EXCLUSIVE — Reform UK has found great success leaning into a British culture and identity that has long lain dormant among the Conservatives and Labour.
A nostalgic “Rule Britannia” spirit pervades the speeches and interviews of Reformers. A light, cheeky monarchism bubbles up to the surface when party members sing “God Save the King” or are asked about the royals. Oceans of Union Jacks, the United Kingdom’s national flag, can be seen in the hands of supporters at outdoor rallies, and the local pub is held with the same patriotic reverence as the National Health Service.
And that cultural confidence may play just as big a role in the party’s success as the Tories’ broken promises or Labour’s entanglements with convicted sex trafficker Jeffrey Epstein.
“Reform has understood something that the major parties, for different reasons, have been reluctant to acknowledge. Love of country is not something to apologize for, and it’s certainly not something I apologize for,” Andrew Rosindell, member of parliament for Romford since 2001, told the Washington Examiner in an exclusive interview.

“For years, overt expressions of national pride were treated as faintly embarrassing or politically suspect in mainstream discourse,” the MP explained. “The Union Jack, our history, even our constitutional monarchy, were often handled defensively rather than with confidence. That created a vacuum — one that many voters felt instinctively, even if they could not articulate it in policy terms.”
Rosindell is among the latest crop of longtime Conservative parliamentarians who have crossed the Rubicon and defected, joining Reform UK last month.
The third-party, led by arch-Eurosceptic Nigel Farage, is enjoying a moment of previously unthinkable success. It is polling at the top of British opinion surveys with 29% — followed in a distant second and third by the mainstream parties, Labour with 19% and Conservatives with 18%.
Policy promises to end mass-migration, deport illegal immigrants, scrap environmental regulations, and roll back progressive ideology in state institutions are widely understood as the backbone of the movement’s success.
Less discussed, however, is Reform UK’s embrace of British nationalism at a time when English flags are being taken down by police and the national government is publishing web games teaching citizens not to protest the “erosion in British values.”
The new right-wing has no qualms about celebrating British history as a narrative of triumph. They find republicanism unpatriotic and embarrassing. And they make sure the public understands they’re proud to prefer a British pub to a trendy cosmopolitan scene.

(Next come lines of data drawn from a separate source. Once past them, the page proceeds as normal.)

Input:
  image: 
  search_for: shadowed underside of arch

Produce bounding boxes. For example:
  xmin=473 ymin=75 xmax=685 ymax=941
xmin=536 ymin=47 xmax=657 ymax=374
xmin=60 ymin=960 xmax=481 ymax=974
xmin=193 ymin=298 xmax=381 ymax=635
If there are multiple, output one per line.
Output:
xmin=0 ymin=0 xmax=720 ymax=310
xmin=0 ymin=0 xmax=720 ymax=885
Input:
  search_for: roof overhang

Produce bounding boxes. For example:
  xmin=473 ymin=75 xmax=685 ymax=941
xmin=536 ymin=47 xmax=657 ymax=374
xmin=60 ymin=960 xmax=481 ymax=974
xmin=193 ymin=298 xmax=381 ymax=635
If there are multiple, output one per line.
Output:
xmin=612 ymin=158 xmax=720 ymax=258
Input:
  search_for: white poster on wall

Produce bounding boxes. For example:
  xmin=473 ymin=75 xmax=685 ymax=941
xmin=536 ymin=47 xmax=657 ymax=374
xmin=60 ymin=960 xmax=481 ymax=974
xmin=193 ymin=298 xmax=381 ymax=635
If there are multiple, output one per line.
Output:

“That cultural confidence did matter to me,” Rosindell told the Washington Examiner. “A party that is comfortable with Britain as it was, and proud of what it represents, is better placed to govern in the national interest. Policy is extremely important, but so is the spirit in which it is pursued.”

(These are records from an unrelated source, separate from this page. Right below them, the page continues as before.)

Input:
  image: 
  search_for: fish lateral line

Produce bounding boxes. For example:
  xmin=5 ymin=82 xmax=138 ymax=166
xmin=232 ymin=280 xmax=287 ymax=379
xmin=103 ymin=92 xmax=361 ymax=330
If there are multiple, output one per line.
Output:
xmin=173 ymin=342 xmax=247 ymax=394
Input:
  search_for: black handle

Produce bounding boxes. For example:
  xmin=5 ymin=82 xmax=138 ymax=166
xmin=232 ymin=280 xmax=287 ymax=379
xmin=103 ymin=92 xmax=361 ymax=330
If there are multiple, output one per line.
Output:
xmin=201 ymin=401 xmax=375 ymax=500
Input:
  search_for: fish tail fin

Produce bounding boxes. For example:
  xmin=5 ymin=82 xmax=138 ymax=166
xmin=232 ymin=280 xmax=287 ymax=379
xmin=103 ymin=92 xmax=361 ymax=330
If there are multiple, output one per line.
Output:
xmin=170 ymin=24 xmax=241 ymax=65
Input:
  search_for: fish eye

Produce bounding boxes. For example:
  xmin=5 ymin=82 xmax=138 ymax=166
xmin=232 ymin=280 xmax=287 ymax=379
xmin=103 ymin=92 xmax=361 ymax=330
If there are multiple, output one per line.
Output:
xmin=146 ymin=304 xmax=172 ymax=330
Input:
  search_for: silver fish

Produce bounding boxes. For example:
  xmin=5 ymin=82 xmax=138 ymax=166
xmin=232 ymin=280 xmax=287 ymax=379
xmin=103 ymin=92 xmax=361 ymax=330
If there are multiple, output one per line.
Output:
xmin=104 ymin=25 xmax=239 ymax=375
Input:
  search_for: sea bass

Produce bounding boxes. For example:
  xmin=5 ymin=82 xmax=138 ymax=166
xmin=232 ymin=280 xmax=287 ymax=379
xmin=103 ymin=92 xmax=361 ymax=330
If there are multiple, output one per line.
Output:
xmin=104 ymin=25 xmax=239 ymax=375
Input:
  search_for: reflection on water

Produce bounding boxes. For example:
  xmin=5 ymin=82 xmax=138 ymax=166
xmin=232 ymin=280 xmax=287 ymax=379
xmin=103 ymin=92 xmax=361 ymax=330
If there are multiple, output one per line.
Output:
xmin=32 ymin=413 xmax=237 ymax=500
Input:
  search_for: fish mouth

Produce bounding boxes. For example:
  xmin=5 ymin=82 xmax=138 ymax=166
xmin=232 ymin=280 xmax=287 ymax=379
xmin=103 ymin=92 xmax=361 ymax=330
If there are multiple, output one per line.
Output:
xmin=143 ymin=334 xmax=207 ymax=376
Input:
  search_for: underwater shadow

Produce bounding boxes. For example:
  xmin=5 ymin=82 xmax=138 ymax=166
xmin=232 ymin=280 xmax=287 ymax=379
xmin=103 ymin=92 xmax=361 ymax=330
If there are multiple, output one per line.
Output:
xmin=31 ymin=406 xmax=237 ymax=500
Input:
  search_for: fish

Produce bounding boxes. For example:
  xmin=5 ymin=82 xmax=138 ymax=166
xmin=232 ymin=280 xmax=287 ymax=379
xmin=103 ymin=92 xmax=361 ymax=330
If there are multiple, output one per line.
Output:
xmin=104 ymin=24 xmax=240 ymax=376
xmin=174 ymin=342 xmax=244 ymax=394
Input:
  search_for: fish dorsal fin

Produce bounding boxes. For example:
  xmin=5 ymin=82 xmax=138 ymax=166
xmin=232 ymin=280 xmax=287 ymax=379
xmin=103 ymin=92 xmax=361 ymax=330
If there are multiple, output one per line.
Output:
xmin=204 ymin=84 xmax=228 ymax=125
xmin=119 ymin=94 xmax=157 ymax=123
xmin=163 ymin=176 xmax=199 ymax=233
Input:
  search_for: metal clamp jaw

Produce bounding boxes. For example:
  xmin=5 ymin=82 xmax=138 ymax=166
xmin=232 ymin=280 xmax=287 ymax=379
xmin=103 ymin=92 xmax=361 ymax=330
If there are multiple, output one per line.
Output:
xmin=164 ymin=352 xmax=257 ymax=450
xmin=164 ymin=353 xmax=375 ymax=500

Farage’s old-school sense of Britishness, which broke out of the political sphere and into mainstream pop culture with his appearance on I’m a Celebrity…Get Me Out of Here! in 2023, has been linked to Reform’s rise.
On the show, Farage made frequent quips touting British excellence, such as when he scolded his fellow contestants who had not awoke with him at the crack of dawn — “Right, come on, up you go. We didn’t win the biggest empire the world has ever seen laying around in bed, did we?”
That bombastic, sentimental, and quasi-traditional passion for all things British often spills over into the fringes of Reform policy-shaping, as on Tuesday, when Farage promised a slew of tax cuts with an aim to “save British pubs,” and his political ally transformed the topic into a question of civilizational erasure.
“The loss of one pub is not just the loss of livelihood for a landlord, or the loss of a local employment hub. The loss of one pub is a loss to all of us as inheritors of a tradition dating back to Roman rule,” Reform MP Lee Anderson rhapsodized.
Thomas Skinner — a small business owner turned reality TV star and social media influencer — is a prominent example of this cross-section between patriotism and sentimentality. He brought his almost anachronistic “barrow boy” persona to the party earlier this year.
“Do you know what I want to see, as well? Someone with a little bit of confidence and a little bit of ‘I’m proud of this country, let’s back it.’ Right now, everyone’s a little bit nervous what to say, and scared, I suppose, to be a little politically correct and scared of upsetting someone,” Skinner told right-wing GB News, where Nigel Farage has been a host. “I’m a patriot — I love our country, I love our people.”
Skinner runs multiple small businesses and speaks in a thick cockney accent. He frequently films himself seated at his favorite pubs, where he waxes poetic about whatever British cuisine he has ordered — a full English breakfast, a shepherd’s pie — and makes a recurring joke of pouring his gravy without looking “because [he’s] the absolute guv’na.” He often finishes his videos and posts with an emphatic “BOSH!”
“We are the best country in the world, and we’ve sort of lost our identity a little bit,” he complained to GB News.
One wonders if all the effort to appeal to voters is even necessary, as Reform’s primary adversaries, the Labour Party, are self-immolating.
Lord Peter Mandelson, the former British ambassador to the United States, has been found to have divulged sensitive government information to Epstein multiple times over years of correspondence.
U.K. Prime Minister Keir Starmer has admitted that the government’s vetting of Mandelson did uncover that he maintained communications with the disgraced financier, but has claimed that the former ambassador materially misrepresented their relationship.
STARMER APOLOGIZES TO EPSTEIN VICTIMS FOR APPOINTING MANDELSON AS AMBASSADOR
“This involves sex, it involves money, it involves the royal family. It involves the leaking of market-sensitive, confidential information,” Farage said of the scandal. “This is the biggest scandal in British politics for over one century.”
“I don’t know how long Starmer will last as PM,” he added. “Indeed, I’m very worried about it. I want him to stay forever.”